Следующий день я потратил на разные хлопоты и формальности, связанные с погребением, в чем мне помогали сотрудники Управления. Восьмого ноября тело Федора Николаевича было перенесено в Управление, и девятого ноября в четыре часа вечера мы похоронили Федора Николаевича на Первом Благовещенском кладбище с правой стороны в первом разряде.
Гроб несли на руках. Было много цветов, шел оркестр - он играл не только траурный марш Шопена, но и некоторые любимые вещи Федора Николаевича. Несмотря на сильный мороз, Вашего отца провожали все сотрудники Управления. На могиле я рассказал собравшимся, какого ценного работника и какого милого человека мы потеряли. Пользуюсь случаем выразить Вам свое сочувствие. Вы утратили отца-это невосполнимо.
Но-и я многого лишился. Давно знал, любил и уважал Федора Николаевича. Был очень рад, что судьба столкнула нас на Дальнем Востоке, к которому мы оба всегда были неравнодушны. Оказалось, столкнула только для того, чтобы отнять его у нас навечно. Да, я хорошо понимаю, как Вам должно быть тяжело, и полностью разделяю Ваше горе".
Митя машинально засунул письмо в планшет под карту. И тотчас к его самолету подошел Виктор Левшии, спросил:
- Ты что это кислый? Не заболел?
- Нет.
- Ну так повторяю задачу: взлет, полет в зону номер пять для выполнения семнадцатого упражнения с последующим проходом через третью полосу полигона и посадкой на своем аэродроме.
Митя, как положено, в свою очередь повторил содержание задания.
Вокруг винта па мгновенье вспыхнуло в лучах солнца радужное сияние. И сразу пропало-миллионы снежинок, поднятых было с пушистой шкурки пороши внезапно заработавшим пропеллером, понесло воздушным потоком вдоль фюзеляжа "ишачка" под хвостовое оперение.
Наверно, метельные струи уже прорывают сзади самолета маленькие выемки в свежевыпавшем снегу. А впереди лишь ровное белое поле да торчит, закрывая его добрую половину, круглое темное кольцо моторного капота. И на аэродроме не видно никаких следов от самолетных лыж-Митя будет взлетать первым. Только еще раз опробует мотор...
Самолет вдруг затрясло, двигатель зловеще чихнул.
Мелькнуло: опережение зажигания! И левой рукой Митя подвинул голубоватый рычаг. Мотор перестало знобить, он заработал мощно, уверенно. Однако Митя особенно придирчиво продолжал его прослушивать, меняя режимы то резко, то плавно. Знал, что все время думает об отце, и не хотел по рассеянности допустить какую-нибудь ошибку. Наконец перевел двигатель на малые обороты, выбросил руки по обе стороны кабины...

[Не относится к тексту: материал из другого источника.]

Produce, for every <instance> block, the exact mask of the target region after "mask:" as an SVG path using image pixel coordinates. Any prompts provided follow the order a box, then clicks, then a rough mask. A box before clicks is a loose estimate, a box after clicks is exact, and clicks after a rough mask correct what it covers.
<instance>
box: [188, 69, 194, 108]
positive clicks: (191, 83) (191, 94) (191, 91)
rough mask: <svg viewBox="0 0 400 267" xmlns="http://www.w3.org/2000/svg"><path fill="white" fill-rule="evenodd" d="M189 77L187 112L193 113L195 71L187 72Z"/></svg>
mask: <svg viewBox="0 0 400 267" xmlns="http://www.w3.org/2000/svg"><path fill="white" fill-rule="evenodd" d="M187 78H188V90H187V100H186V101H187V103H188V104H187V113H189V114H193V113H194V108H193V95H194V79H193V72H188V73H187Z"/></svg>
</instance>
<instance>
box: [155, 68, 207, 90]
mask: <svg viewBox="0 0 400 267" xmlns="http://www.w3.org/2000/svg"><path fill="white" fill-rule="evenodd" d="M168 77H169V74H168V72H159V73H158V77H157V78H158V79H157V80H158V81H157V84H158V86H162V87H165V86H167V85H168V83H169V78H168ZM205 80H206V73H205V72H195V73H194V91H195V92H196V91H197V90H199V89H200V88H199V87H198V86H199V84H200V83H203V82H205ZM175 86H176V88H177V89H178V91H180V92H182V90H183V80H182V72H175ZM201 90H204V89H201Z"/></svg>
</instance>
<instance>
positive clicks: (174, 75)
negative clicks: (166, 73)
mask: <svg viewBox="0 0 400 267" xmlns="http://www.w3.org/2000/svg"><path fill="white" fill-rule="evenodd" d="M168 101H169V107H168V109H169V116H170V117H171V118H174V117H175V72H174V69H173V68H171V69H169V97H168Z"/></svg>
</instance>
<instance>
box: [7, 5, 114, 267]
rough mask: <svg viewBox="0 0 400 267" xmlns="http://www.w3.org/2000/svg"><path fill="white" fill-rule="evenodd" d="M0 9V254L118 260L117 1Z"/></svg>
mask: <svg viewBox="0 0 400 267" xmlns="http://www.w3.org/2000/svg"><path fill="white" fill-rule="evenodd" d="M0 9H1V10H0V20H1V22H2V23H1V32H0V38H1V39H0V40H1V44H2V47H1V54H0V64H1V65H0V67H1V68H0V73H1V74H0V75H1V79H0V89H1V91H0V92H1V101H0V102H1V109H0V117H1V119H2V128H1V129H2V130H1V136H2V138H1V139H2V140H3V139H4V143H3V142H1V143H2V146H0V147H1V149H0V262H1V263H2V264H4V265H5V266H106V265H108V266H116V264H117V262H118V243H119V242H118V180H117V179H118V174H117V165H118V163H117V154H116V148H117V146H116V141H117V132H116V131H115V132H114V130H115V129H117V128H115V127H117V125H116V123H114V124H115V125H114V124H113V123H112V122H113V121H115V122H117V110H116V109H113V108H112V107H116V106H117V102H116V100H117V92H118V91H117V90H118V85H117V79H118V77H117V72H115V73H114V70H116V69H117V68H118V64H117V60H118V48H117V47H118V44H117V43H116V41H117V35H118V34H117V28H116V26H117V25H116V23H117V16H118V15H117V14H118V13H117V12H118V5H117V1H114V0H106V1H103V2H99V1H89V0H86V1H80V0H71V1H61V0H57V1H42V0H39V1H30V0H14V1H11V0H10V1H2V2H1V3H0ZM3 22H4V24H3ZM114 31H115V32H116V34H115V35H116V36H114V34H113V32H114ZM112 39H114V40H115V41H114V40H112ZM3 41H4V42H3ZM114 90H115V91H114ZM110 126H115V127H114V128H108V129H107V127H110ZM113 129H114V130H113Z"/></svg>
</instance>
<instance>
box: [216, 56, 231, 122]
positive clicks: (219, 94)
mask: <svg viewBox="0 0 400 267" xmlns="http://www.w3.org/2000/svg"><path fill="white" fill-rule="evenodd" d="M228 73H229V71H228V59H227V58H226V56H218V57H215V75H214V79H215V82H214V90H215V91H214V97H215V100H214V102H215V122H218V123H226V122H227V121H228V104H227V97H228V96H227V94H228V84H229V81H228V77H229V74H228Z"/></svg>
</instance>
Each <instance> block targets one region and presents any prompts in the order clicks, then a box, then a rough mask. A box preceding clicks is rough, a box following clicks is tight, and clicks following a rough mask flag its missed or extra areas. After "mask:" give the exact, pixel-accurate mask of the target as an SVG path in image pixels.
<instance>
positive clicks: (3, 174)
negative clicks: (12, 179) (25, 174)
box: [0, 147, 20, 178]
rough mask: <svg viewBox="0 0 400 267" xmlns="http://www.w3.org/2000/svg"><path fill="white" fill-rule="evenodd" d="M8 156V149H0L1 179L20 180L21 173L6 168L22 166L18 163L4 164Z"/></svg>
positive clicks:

Техник с мотористом сразу же нырнули под крылья "ишачка", убрали тормозные колодки от носков лыж и снова вернулись к консолям крыльев. Надо было еще немного покачать самолет, чтобы освободить полозья лыж, похожих скорее на сигарообразные поплавки гидропланов, - могли ведь примерзнуть, пока опробовался мотор.
Митя машинально рулил в сопровождении моториста. Вдруг каким-то невероятным, даже призрачным показалось это письмо инженера Дегтярева. И сразу захотелось вынуть его из планшета, убедиться... Ведь еще вчера Митя прикидывал возможные сроки возвращения отца, собирался давать вторую телеграмму. Но что-то его не пускало, он все откладывал, да так и не отправил.
Потому что как только приходила мысль о несчастье, он тут же себя и одергивал. Неужели предчувствовал?
Нет, если и теперь не может поверить, уж тогда-то тем более!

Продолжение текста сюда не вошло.